Liquid crystal display element and manufacturing method thereof

BACKGROUND OF THE INVENTION 1. Field of the Invention The present invention relates to a liquid crystal display device and a method of manufacturing the same, and more particularly, to a liquid crystal display device and a manufacturing method thereof, in which a spacer structure and a manufacturing method are uniformly maintained.

The liquid crystal display device is not a self-emitting device such as a cathode ray tube, a light emitting diode, and a light emitting display tube, and is a light receiving device that is visible from the outside, such as printed matter.

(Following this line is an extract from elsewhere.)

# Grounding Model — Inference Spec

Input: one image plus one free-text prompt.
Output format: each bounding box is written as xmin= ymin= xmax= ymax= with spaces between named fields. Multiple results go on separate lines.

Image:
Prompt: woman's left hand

Such a liquid crystal display device is extremely small in power consumption compared to other display devices, and can be manufactured in various sizes from a very small size to a large size. In addition to being capable of diversifying display types, it can operate at a low voltage and is extremely easy to interface with a highly integrated circuit It has the characteristic that it does.

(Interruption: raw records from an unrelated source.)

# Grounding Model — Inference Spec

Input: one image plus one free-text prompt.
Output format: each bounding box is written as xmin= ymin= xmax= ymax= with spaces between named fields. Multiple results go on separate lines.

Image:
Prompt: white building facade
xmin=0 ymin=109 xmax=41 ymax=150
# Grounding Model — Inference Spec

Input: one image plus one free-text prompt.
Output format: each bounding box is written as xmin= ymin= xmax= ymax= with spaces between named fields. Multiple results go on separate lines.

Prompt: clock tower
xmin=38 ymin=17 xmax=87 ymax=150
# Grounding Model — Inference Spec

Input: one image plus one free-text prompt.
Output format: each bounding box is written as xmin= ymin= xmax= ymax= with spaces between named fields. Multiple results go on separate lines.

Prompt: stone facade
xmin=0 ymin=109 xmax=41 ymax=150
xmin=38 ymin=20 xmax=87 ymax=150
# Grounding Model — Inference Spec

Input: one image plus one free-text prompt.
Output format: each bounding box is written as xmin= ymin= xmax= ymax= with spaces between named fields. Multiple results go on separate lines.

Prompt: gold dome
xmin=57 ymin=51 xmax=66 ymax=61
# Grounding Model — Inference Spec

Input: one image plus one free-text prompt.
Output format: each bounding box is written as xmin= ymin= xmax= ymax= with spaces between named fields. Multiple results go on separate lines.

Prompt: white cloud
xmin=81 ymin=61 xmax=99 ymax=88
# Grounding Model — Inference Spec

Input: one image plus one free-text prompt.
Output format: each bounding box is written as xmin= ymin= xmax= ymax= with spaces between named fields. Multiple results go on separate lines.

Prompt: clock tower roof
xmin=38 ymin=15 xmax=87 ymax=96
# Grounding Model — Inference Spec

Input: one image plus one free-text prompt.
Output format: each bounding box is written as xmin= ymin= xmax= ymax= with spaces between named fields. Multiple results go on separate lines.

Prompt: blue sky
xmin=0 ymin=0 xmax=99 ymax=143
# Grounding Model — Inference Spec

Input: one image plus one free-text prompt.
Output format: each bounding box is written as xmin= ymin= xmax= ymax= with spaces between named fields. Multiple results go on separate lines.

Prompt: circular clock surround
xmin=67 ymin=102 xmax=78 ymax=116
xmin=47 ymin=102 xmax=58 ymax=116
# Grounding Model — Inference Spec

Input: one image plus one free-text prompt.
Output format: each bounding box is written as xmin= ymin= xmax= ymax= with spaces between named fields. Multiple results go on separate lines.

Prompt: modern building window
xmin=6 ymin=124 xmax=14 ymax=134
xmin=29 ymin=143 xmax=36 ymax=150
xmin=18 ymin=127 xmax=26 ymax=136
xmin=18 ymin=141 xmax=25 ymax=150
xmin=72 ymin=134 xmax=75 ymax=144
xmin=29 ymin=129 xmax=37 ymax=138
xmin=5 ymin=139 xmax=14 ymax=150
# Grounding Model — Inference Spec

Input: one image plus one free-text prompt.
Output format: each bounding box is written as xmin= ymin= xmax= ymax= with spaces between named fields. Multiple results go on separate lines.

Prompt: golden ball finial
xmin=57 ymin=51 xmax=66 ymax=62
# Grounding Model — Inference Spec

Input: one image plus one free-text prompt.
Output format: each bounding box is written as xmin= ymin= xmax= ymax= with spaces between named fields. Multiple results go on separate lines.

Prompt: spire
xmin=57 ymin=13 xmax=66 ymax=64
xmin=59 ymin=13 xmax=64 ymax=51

2. Description of the Related Art [0002] Liquid crystal display elements, which are widely used as low power consumption type display devices for characters and figures, have recently become larger and larger so that a large amount of information can be displayed on a single screen.

As the liquid crystal display device becomes large and large in this way, it becomes a very important position in the display device field, and on the other hand, it has a precise internal structure so that strict control during the manufacturing process is required.

1 and 2 show one example of a conventional liquid crystal display device and another example thereof.

Referring to FIG. 1, a conventional liquid crystal display device 10 includes a front plate 12 and a rear plate 12 'which are opposed to each other and form a closed space therein, and a front plate 12 and a rear plate The liquid crystal molecules are oriented in a predetermined direction on the upper surfaces of the front plate 12 and the rear plate 12 'on which the electrode layers are formed and the electrode layers 13 and 13' A polarizing plate 11 and 11 'adhered to the outside of the front plate 12 and the back plate 12' and a polarizing plate 11 and 11 'attached to the front plate 12 and the back plate 12' A liquid crystal 16 injected into a closed space between the front plate 12 and the back plate 12 'and a spacer 15 provided to maintain a constant distance between the front plate 12 and the back plate 12'. The spacers 15 are spherical spacers distributed randomly on the substrate to maintain the spacing of the closed spaces.

Since the front plate 12 and the back plate 12 'of the conventional plastic liquid crystal display device 10 having the above-described structure are made of flexible plastic, the spacers 15 are formed between the front plate and the back plate There is a possibility to move to one side. Therefore, there is a problem that the gap between the front plate 12 and the back plate 12 'can not be uniformly maintained over the entire area of the substrate. Also, the density of the spacers must be increased in order to allow the device to withstand mechanical impact from the outside. The spacers distributed at a high density and at random are likely to serve as defects in the pixel portion, . Also, when the liquid crystal is injected into the liquid crystal in the liquid crystal injection process, the substrate is strongly pressed by the pressure difference between the inside and the outside of the substrate, and the plastic substrate is easily deformed by the pressing force to damage the alignment film and the conductive film .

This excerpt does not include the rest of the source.